(PNA from Annabel Consuelo J. Petinglay)
SAN JOSE DE BUENAVISTA, Antique — The Office of the Ombudsman suspended anew eight board members of Antique, this time for one year without pay.
The suspension orders were served Monday to the offices of Egidio Elio, Rony Molina, Victor Condez, Alfie Jay Niquia, Mayella Mae Plameras-Ladislao, Plaridel Sanchez IV, Kenneth Dave Gasalao and Julius Cezar Tajanlangit.
The orders dated March 7 cited as reasons grave abuse of authority, grave misconduct and conduct unbecoming of public officers.
Ombudsman Samuel Martires approved the 18-page decision suspending the respondents for their acts of deleting the budget for three solar projects included in the proposed P1.075-billion supplemental budget in 2024.
The approval is based upon the recommendation of Graft Investigation and Prosecution Officer III Leilani Tagulao-Marquez and Assistant Ombudsman-Proper Pilarita Lapitan
The “act of respondents in giving zero funding for the three solar projects undermined the power of the LCE (local chief executive) to exercise her or his veto power, which unquestionably amounts to grave abuse of authority and grave misconduct,” read part of the decision.
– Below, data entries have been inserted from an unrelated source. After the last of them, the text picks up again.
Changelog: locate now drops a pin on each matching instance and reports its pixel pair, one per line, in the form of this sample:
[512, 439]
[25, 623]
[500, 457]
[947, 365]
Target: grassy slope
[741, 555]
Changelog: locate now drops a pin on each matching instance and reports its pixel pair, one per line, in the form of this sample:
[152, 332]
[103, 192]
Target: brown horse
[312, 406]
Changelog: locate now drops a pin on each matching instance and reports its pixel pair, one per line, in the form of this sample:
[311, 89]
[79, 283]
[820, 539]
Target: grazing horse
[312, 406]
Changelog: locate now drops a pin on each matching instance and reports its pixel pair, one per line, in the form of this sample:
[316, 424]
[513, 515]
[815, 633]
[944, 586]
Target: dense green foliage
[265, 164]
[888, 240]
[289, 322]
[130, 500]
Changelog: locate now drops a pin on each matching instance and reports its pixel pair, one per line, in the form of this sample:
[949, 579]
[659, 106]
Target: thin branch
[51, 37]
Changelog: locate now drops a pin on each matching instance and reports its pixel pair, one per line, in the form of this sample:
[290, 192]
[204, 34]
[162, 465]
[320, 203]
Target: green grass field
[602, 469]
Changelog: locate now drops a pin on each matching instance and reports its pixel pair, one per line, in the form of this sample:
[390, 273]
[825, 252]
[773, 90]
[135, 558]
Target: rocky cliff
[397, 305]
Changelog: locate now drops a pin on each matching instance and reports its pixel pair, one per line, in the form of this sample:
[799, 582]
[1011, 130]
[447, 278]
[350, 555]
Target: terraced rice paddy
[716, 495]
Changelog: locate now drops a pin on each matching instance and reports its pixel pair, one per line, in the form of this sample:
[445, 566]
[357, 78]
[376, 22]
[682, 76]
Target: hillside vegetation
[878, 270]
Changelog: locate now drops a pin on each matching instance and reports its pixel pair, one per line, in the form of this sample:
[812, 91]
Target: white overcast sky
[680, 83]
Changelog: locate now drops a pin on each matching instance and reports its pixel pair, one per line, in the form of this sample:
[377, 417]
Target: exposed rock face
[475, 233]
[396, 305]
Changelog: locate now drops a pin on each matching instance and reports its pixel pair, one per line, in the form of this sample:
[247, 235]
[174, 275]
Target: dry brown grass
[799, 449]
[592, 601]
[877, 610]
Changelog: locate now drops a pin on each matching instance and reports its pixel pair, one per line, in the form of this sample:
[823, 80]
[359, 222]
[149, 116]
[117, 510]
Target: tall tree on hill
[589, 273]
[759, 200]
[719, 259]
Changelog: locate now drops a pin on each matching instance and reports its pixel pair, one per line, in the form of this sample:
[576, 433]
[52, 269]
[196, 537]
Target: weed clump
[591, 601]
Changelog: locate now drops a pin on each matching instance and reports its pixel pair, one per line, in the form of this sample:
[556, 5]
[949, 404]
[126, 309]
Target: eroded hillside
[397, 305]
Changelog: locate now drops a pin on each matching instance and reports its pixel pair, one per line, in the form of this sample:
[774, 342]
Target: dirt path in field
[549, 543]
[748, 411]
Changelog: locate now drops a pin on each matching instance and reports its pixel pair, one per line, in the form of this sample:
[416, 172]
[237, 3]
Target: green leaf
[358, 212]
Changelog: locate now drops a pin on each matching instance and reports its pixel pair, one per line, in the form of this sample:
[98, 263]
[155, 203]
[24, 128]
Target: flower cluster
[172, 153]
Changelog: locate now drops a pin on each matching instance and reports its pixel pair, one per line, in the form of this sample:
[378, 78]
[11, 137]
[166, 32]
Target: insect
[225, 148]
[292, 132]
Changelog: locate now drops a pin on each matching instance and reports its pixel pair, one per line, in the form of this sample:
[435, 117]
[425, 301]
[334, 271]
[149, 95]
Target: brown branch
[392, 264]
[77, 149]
The Ombudsman said appropriating zero amounts to solar projects cannot be justified as a faithful performance of their sworn duty.
”The Department of Budget and Management states that the appropriation for an item with zero amount is not a valid appropriation because a valid appropriation must necessarily authorize the expenditure of public funds, be it P1 or more,” the Ombudsman ruled.
The provincial board failed to hold its regular session on Monday due to a lack of quorum.
Of the eight respondents, only Elio was present but he left upon knowing of the suspension order, while four were in a convention in Manila.
In August 2024, the same board members were meted out a six-month preventive suspension by the Office of the Ombudsman over their “deliberate action” to delay the P1.07 billion supplemental budget of the province.
They were reinstated following a writ of preliminary injunction issued by the Court of Appeals Fourth Division on November 7 last year.